Could nonlinear quantum mechanics be found by future quantum computers? How could working quantum computers test if nonlinear quantum mechanics or another nonlinear theory is at work at deeper levels or fundamental level?
 A: This is hard to say. Given that nonlinearities would be interpreted at first as a broken computer, presumably the answer would require many different quantum computers based on different technologies running into similar barriers vis-a-vis their quantum coherence times and the delicacy of their operations. By collecting many different physical systems with apparently the same boundary, you would start to get the idea that it's not just one physical realization of quantum mechanics that needs a more complicated model, but rather that you have found a deeper mystery which has an effective theory that is linear for typical quantum regimes, but becomes nonlinear in some corner case.
Fortunately there are lots of different proposals for quantum computers, unfortunately they're all kind of mediocre. When quantum computing breaks out it will probably be just one of these technologies passing a certain cost-benefit threshold and edging all of the others out of the market within a few decades. So we're speculating on something that would have to be a century or two off or so, even if quantum computing really “lands” in the next few decades. Maybe that is pessimistic, but given that we're 70 or 80 years into the silicon revolution and everyone is still talking the silicon silicon silicon, I think it's realistic.
A: No. Models are not fundamental. A quantum computer can, in the end, tell you only about the properties of the model it computes. It cannot tell you whether that corresponds to reality. You need an experiment.
A: In principle yes.

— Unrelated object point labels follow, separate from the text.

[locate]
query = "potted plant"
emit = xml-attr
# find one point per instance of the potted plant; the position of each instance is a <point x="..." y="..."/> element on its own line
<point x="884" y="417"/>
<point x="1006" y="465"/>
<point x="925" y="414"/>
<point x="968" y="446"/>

If the computer relies on a given linear model to work as expected, and we find it behaves strangely, then the computer has found nonlinear quantum behaviour.
A: The computational model used in a quantum computer has no bearing to how quantum mechanics work, just like a computer made from solid state transistors is no tool for exploring solid state states and transitions.
It may be suited better for juggling the kind of computational tasks required to model quantum mechanical processes, but that does not provide insights into quantum mechanical processes.
The only means to discover quantum mechanical novelties is when the computer is regularly returning results inconsistent with the expectations of its implementation, just like randomly flipped bits in a classic computer may tell of its susceptibility to cosmic radiation.